Based in Egg Harbor Township, N.J., the company specializes in aviation security. Hi-Tec officials are working with NASA’s Ames Research Center on the Security Incident Reporting System (SIRS).
The system gathers information about security problems of any size. The Transportation Security Administration at the Homeland Security Department uses the information to strengthen security procedures as needed.
Hi-Tec is responsible for deploying the system nationwide during the next few years, said Donald Lefler, communications manager at Hi-Tec. The company is a subcontractor on the $26 million federal contract that includes SIRS and was awarded to Booz Allen Hamilton.
Anyone who works at an airport, including airline and TSA personnel, can mail paper forms describing security infractions and weaknesses they see, said Linda Connell, project manager for SIRS.
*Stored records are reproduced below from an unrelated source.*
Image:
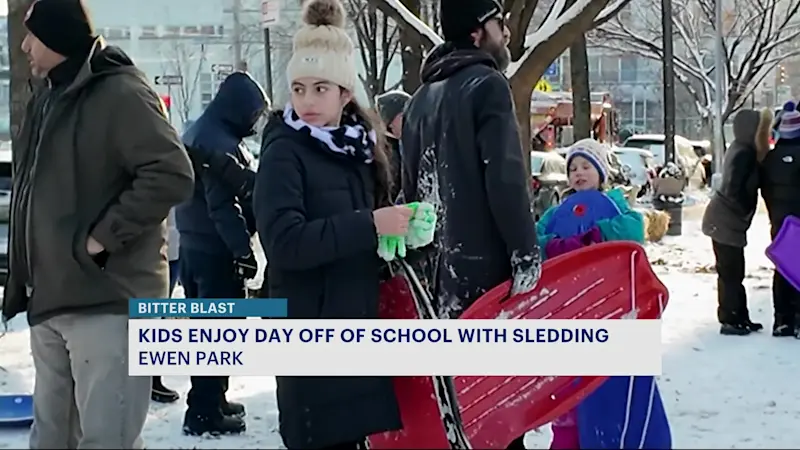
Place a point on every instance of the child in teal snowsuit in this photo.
(625, 412)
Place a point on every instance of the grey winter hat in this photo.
(390, 104)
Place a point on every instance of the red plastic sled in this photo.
(428, 405)
(612, 280)
(604, 281)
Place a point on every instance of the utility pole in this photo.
(719, 91)
(268, 61)
(238, 61)
(669, 81)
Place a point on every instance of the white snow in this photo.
(408, 17)
(720, 392)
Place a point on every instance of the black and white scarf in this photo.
(352, 137)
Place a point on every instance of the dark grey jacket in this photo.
(730, 212)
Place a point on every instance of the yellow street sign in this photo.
(543, 86)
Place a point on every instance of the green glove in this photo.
(422, 225)
(390, 247)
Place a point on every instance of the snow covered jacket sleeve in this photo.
(506, 183)
(292, 240)
(628, 226)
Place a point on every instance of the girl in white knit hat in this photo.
(321, 204)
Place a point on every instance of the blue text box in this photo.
(231, 308)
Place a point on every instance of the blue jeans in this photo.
(174, 274)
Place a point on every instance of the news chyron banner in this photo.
(252, 337)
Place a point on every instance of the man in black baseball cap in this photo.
(462, 151)
(97, 169)
(58, 30)
(476, 23)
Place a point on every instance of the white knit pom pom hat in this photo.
(321, 47)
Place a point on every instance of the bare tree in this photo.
(757, 36)
(532, 52)
(186, 59)
(378, 43)
(20, 92)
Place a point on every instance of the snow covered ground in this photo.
(720, 392)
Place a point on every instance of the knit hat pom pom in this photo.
(324, 12)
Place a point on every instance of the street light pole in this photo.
(719, 92)
(669, 81)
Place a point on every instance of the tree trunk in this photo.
(581, 95)
(411, 51)
(20, 91)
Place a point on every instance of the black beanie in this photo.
(460, 18)
(64, 26)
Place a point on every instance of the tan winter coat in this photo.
(99, 159)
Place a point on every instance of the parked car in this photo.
(641, 167)
(5, 205)
(548, 180)
(685, 155)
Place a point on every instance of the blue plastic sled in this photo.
(16, 411)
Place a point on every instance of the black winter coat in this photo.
(780, 182)
(313, 212)
(730, 211)
(461, 152)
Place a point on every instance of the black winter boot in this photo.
(753, 326)
(216, 425)
(162, 394)
(233, 409)
(734, 329)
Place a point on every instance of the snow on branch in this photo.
(402, 16)
(578, 17)
(757, 35)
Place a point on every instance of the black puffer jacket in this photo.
(780, 182)
(313, 212)
(462, 152)
(730, 211)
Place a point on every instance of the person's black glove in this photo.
(246, 267)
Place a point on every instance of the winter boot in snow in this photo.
(783, 330)
(162, 394)
(753, 326)
(734, 329)
(233, 409)
(216, 425)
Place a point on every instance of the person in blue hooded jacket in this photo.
(625, 412)
(216, 226)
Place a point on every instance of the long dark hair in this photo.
(381, 165)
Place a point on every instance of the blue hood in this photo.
(236, 107)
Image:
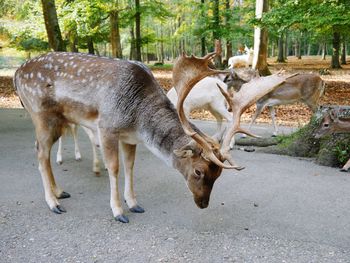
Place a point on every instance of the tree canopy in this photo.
(161, 29)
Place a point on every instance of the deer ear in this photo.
(333, 114)
(186, 151)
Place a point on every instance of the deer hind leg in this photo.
(74, 129)
(129, 151)
(346, 166)
(96, 162)
(259, 109)
(47, 133)
(273, 118)
(59, 152)
(110, 146)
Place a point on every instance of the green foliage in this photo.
(342, 150)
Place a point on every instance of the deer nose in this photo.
(202, 203)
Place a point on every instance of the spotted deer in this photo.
(123, 105)
(74, 129)
(335, 120)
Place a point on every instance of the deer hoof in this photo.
(122, 218)
(238, 168)
(137, 209)
(58, 209)
(63, 195)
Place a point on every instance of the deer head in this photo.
(328, 123)
(207, 155)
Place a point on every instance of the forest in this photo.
(156, 31)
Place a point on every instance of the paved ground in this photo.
(279, 209)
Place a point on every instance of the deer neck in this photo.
(342, 126)
(162, 133)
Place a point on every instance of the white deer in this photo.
(245, 59)
(74, 130)
(335, 121)
(205, 95)
(306, 88)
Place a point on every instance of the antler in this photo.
(184, 70)
(249, 93)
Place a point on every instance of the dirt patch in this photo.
(337, 91)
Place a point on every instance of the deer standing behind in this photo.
(74, 129)
(123, 105)
(306, 88)
(205, 95)
(245, 59)
(335, 121)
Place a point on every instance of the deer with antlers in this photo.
(335, 121)
(123, 105)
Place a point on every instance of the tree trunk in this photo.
(132, 44)
(260, 41)
(90, 45)
(115, 35)
(216, 27)
(52, 27)
(343, 53)
(280, 57)
(138, 30)
(336, 47)
(324, 48)
(161, 46)
(286, 47)
(228, 41)
(298, 48)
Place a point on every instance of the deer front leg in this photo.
(273, 118)
(109, 141)
(74, 129)
(96, 162)
(346, 166)
(259, 109)
(59, 152)
(129, 151)
(45, 138)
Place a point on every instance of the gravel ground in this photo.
(278, 209)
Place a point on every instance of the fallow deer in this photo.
(306, 88)
(74, 130)
(122, 104)
(335, 121)
(245, 59)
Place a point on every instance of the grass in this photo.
(160, 67)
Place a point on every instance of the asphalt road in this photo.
(278, 209)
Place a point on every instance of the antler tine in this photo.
(216, 52)
(248, 95)
(184, 70)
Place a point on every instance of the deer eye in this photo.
(197, 174)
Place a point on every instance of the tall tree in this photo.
(260, 41)
(336, 48)
(281, 52)
(115, 34)
(216, 30)
(138, 30)
(203, 51)
(52, 27)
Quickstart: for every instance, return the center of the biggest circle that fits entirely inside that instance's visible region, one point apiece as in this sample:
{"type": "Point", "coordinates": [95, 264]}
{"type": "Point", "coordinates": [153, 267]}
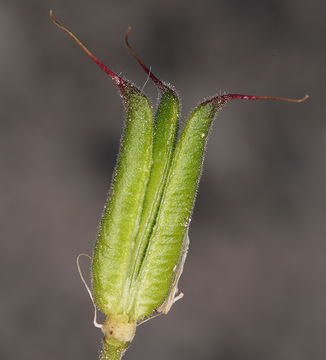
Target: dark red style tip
{"type": "Point", "coordinates": [157, 81]}
{"type": "Point", "coordinates": [117, 79]}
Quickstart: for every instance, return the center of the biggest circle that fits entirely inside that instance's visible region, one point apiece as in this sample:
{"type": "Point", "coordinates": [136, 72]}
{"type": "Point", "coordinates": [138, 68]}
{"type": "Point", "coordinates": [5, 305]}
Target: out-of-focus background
{"type": "Point", "coordinates": [254, 280]}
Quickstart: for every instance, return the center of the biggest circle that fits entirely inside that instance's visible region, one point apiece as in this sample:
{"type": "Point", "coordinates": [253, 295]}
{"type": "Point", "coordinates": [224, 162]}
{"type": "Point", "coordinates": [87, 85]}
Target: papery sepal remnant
{"type": "Point", "coordinates": [143, 236]}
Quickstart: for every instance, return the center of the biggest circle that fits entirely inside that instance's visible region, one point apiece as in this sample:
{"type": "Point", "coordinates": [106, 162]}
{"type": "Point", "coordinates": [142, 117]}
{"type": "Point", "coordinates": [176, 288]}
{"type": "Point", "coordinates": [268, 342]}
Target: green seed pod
{"type": "Point", "coordinates": [143, 237]}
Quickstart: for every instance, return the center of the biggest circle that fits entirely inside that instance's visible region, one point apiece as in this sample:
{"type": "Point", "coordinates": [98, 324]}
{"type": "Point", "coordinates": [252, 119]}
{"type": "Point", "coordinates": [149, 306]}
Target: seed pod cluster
{"type": "Point", "coordinates": [143, 236]}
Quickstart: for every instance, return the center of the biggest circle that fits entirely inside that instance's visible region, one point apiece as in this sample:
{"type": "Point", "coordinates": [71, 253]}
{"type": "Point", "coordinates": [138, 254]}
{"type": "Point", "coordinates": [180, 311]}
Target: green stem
{"type": "Point", "coordinates": [113, 349]}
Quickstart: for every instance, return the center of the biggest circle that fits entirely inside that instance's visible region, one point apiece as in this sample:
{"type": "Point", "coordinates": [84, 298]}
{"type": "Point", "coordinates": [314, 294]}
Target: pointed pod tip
{"type": "Point", "coordinates": [254, 97]}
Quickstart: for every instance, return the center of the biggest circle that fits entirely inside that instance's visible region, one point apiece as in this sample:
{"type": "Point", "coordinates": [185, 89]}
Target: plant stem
{"type": "Point", "coordinates": [113, 349]}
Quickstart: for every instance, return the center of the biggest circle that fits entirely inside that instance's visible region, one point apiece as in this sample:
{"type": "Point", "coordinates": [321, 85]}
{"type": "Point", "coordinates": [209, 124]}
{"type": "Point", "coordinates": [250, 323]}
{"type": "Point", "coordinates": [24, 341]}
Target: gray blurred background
{"type": "Point", "coordinates": [254, 280]}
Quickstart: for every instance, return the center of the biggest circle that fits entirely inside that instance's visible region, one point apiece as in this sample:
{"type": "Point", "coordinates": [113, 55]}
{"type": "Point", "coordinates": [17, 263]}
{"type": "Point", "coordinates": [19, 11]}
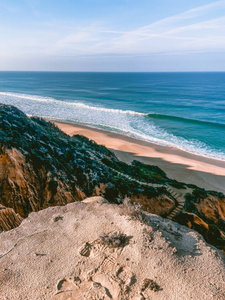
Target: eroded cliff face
{"type": "Point", "coordinates": [26, 189]}
{"type": "Point", "coordinates": [8, 218]}
{"type": "Point", "coordinates": [161, 205]}
{"type": "Point", "coordinates": [40, 166]}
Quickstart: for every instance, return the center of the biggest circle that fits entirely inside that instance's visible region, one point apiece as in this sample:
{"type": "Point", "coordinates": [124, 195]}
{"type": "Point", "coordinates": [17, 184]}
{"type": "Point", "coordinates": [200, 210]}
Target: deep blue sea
{"type": "Point", "coordinates": [183, 110]}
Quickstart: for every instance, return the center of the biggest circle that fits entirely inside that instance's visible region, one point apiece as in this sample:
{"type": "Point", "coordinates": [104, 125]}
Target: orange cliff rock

SIRS provides a confidential, voluntary and nonpunitive way for concerned individuals to let an impartial third party, NASA, know about problems, Connell said.
“This gives them an extra avenue of reporting a problem if they think their initial report is being ignored or not being acted upon,” Lefler said.
Confidentiality is crucial because without it, “you’re essentially killing the messenger,” Connell said. Revealing the source of complaints would have a chilling effect on reporting future problems, she said.
Submissions are paper-based to help ensure anonymity; online submissions can be more easily traced than paper ones, Connell said. The U.S. Postal Service provides better security than any information technology vendor, she said.
NASA then uses independent experts to verify claims that are passed on to TSA, Connell said.
The San Francisco, San Jose and Oakland international airports in California have been using a pilot version of SIRS since January, she said. So far, the system has logged 1,000 submissions, she said.
SIRS will add another eight airports in Florida and New York by December, Connell said. The program is scheduled to go nationwide by 2009, but she said she expects it will be sooner. She added that the system will eventually be electronic and automated.
SIRS also intends to test by December the electronic submission of its experts’ reports to the database that TSA uses, Connell said.
SIRS was created after NASA received so many flight safety warnings after the 2001 terrorist attacks that it needed a system dedicated to them, Connell said.